Bildbericht / Video Erich Gmünder
Nach 129 Jahren ist Schluss: Am Ostermontag fahren die Züge der Appenzeller Bahnen letztmals über die Ruckhalde, tags darauf wird der Bahnbetrieb zwischen St. Gallen und Teufen für ein halbes Jahr eingestellt. Jemand, der seit 28 Jahren diese Strecke tausende Male befahren hat, ist Thomas Wirth. Bei ihm im Lokführerstand haben wir eine der letzten Fahrten mitgemacht.
Thomas Wirth entschied sich mit 22 Jahren für den Beruf des Lokführers und war damals der jüngste Lokführer der Appenzeller Bahnen. Mittlerweile ist der gebürtige Rorschacher, der heute in Gais lebt, bereits seit 28 Jahren auf dieser Strecke unterwegs und wird seit einigen Jahren auch als Fahrlehrer für die Ausbildung des Nachwuchses eingesetzt.
Die Ruckhalde runter und rauf – GALERIE
Am Ostermontag absolviert er einen seiner letzten Einsätze, mit dem alten Rollmaterial, das in die Jahre gekommen und durch die komfortablen neuen Tango-Züge ersetzt wird. Der Abschied fällt ihm nicht schwer. „Das ist wie bei einem Fahrzeugkauf, man freut sich aufs neue Auto und trauert nicht dem alten hinterher.“ Und so freut er sich auch auf seinen neuen Arbeitsplatz.

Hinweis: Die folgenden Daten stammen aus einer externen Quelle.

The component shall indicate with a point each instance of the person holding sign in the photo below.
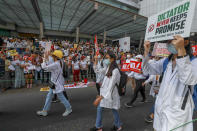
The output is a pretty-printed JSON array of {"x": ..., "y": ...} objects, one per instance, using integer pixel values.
[
  {"x": 109, "y": 97},
  {"x": 56, "y": 78},
  {"x": 174, "y": 105},
  {"x": 140, "y": 78}
]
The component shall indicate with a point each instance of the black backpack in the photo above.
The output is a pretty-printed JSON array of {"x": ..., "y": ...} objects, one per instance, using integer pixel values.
[{"x": 122, "y": 85}]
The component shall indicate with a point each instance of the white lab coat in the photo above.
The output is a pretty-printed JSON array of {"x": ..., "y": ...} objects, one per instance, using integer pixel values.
[
  {"x": 168, "y": 112},
  {"x": 100, "y": 71},
  {"x": 55, "y": 69},
  {"x": 109, "y": 91}
]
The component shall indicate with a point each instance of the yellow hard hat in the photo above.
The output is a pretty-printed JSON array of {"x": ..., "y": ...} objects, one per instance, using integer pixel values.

Denn die modernen Züge bieten nicht nur für die Passagiere mehr Komfort, sondern auch für die Lokführer. Neben vielen Vorteilen wie bessere Sicht und zahlreiche elektronische Helfer, die der Sicherheit dienen, sind das auch die bequemen, luftgefederten Sitze. „Wenn man so viele Stunden sitzend verbringt, ist das ein wichtiger Teil der Gesundheit.“ Zum Wohlbefinden trägt neu auch die Klimaanlage bei: „Hier in der Kabine herrschten jeweils im Hochsommer Temperaturen bis zu 50 Grad, da half auch das Öffnen der Fenster nicht.“
VIDEO: Die Ruckhalde runter
Mit der Schliessung der Ruckhalde und der halbjährigen Totalsperre zwischen Teufen und St. Gallen geht den Lokführern die Arbeit nicht aus. In den nächsten Monaten werden schrittweise die neuen Tango-Züge getestet, zuerst auf der Strecke St. Gallen-Trogen, nach dem Endausbau auch im Ruckhaldetunnel sowie zwischen St. Gallen und Teufen. Dabei werden gleichzeitig alle Lokführer auf dem neuen Rollmaterial geschult. Neu ist für sie nicht nur das Fahrzeug, neu ist auch ein Teil des Einsatzgebietes. Die neuen Züge fahren durchgehend zwischen Appenzell und Trogen, bisher wurden die Lokführer praktisch ausschliesslich auf ihrer Hausstrecke, St. Gallen-Trogen oder St. Gallen-Appenzell, eingesetzt. Als Fahrlehrer wartet damit zusätzlich eine spannende Aufgabe auf ihn.
VIDEO: Die Ruckhalde rauf
Aller Vorfreude zum Trotz – und auch wenn der Abschied von der Ruckhaldenstrecke bei ihm nicht mit Wehmut verbinden ist: „Was die Pioniere der Eisenbahn vor 129 Jahren hier realisiert haben, verdient meinen grössten Respekt“, sagt Thomas Wirth.